What franchisors can learn to emulate and avoid from the victories and failures of their counterparts.

Legacy brands are those that have established a presence, grown and remained relevant across multiple generations. Legacy brands have outlived fads and maintained their competitive advantage over time. Legacy brands are the ones people trust and are happy to patronize and be associated with.

So what happens when legacy brands face conflicts that have the potential to crumble the rock-solid foundations on which they’ve built themselves up?

Take Papa John’s for example. The pizza chain has been embroiled in a highly-publicized back-and-forth with its founder, John Schnatter, for much of the last year, and revenue is suffering as a result. While a number of marketplace factors have contributed to the decline in sales the brand is experiencing system-wide, the fallout from Schnatter’s ousting and the subsequent struggle for power has left Papa John’s in a precarious position with its franchisees and the public.

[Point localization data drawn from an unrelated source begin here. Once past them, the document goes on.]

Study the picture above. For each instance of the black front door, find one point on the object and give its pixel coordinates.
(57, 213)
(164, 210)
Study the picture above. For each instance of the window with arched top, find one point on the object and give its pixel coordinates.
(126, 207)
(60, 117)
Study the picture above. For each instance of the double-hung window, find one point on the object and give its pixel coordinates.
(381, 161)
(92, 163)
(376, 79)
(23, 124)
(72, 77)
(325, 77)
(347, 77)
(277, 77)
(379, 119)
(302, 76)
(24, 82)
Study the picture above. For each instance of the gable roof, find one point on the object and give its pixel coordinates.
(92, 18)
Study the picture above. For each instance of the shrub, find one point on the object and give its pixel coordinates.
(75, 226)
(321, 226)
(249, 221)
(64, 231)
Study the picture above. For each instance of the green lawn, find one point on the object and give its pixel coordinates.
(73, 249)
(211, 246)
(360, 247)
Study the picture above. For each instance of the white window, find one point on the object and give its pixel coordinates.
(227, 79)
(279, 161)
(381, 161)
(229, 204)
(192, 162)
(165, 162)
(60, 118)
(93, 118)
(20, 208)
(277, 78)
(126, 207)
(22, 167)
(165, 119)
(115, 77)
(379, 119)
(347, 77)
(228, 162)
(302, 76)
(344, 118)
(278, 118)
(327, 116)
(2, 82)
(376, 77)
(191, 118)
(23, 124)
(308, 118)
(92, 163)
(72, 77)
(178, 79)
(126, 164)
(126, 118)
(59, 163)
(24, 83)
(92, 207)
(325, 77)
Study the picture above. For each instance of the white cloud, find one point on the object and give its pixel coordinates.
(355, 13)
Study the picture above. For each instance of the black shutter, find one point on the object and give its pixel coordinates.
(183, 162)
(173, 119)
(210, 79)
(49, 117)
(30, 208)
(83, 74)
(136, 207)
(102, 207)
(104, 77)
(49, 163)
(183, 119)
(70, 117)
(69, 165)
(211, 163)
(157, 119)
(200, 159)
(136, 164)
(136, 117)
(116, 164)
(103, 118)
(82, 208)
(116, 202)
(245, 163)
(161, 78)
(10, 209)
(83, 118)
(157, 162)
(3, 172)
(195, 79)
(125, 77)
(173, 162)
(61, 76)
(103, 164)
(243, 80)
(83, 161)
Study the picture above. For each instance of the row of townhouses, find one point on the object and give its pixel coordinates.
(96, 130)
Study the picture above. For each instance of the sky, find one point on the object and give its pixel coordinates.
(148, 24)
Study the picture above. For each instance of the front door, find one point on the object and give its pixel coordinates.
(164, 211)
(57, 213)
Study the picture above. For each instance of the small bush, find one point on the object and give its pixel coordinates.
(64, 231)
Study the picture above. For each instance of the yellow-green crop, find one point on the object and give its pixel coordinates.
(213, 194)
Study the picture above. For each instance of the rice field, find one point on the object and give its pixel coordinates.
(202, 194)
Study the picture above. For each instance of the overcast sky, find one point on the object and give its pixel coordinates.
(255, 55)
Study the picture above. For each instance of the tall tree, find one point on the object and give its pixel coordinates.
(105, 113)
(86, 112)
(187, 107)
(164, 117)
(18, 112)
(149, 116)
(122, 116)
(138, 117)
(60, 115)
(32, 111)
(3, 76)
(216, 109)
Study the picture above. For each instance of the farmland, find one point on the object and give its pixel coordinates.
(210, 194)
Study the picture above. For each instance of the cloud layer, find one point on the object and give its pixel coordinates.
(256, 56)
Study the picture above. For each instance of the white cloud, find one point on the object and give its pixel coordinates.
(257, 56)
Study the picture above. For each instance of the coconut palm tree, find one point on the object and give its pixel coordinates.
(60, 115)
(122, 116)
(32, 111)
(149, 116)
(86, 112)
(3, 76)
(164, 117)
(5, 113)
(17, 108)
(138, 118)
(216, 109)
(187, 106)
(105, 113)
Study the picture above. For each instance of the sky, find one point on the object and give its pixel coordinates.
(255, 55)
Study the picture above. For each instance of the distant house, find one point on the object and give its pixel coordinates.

“It’s easy for a brand to create a persona around a particular individual,” said franchise consultant Mark Siebert, founder and CEO of iFranchise Group. “The key to being a legacy brand, however, is being true to that person’s image over time and recognizing that when you do tie a brand so directly to a founder or other individual, disasters can occur.”

Siebert, a franchise industry expert with more than three decades of consulting experience, noted several other instances of brands being negatively impacted by the actions of their figureheads, including Jimmy John Liautaud and his namesake Jimmy John’s, and, more seriously, Subway and the crimes of Jared Fogle.

“The lesson to be learned here is that the extent to which a brand associates with a particular individual needs to be determined by the extent to which that person understands their life is directly tied to the brand and commits to living their life as a brand ambassador,” Siebert said. “Before you put your name on a brand, you have to have your ducks in a row, now and well into the future. Make a decision on what you’re willing to sacrifice.”

As far as common threads between the most successful legacy brands he’s worked with, Siebert pointed to two focus areas that franchisors should concentrate on as they pursue growth to a legacy level: commitment to franchisee success and a strong corporate culture.

“When brands invest in the success of their franchisees, those people become brand ambassadors and build the brand culture from within,” he said. “This commitment gets all employees of the franchisor, from the corporate team down, all reading from the same playbook.”

On top of achieving franchisee buy-in, brands that make a concerted effort to build a strong corporate culture are the most successful, Siebert continued. He pointed to McDonald’s and Chick-fil-A as great examples of companies that have created consistent, cross-generational cultures that bring synergy to their business by facilitating an atmosphere that every corner of the business wants to be a part of.

“When brands can eliminate discord and disharmony, brand performance is generally better as a result,” he said.

Brands seeking to scale and reach legacy status should start by prioritizing these two elements throughout their systems. Siebert also said that his best piece of tactical advice in conjunction with adhering to these best practices involves franchisee selection.

“You don't create strong company culture by finding people who have diametrically opposed viewpoints and trying to convert them to your brand’s point of view,” Siebert said, adding, “You create that culture by selecting franchisees who share a common belief system in the first place. Use selectivity in the franchise sales process as a first step toward achieving better franchisee buy-in and consistent culture. People are everything.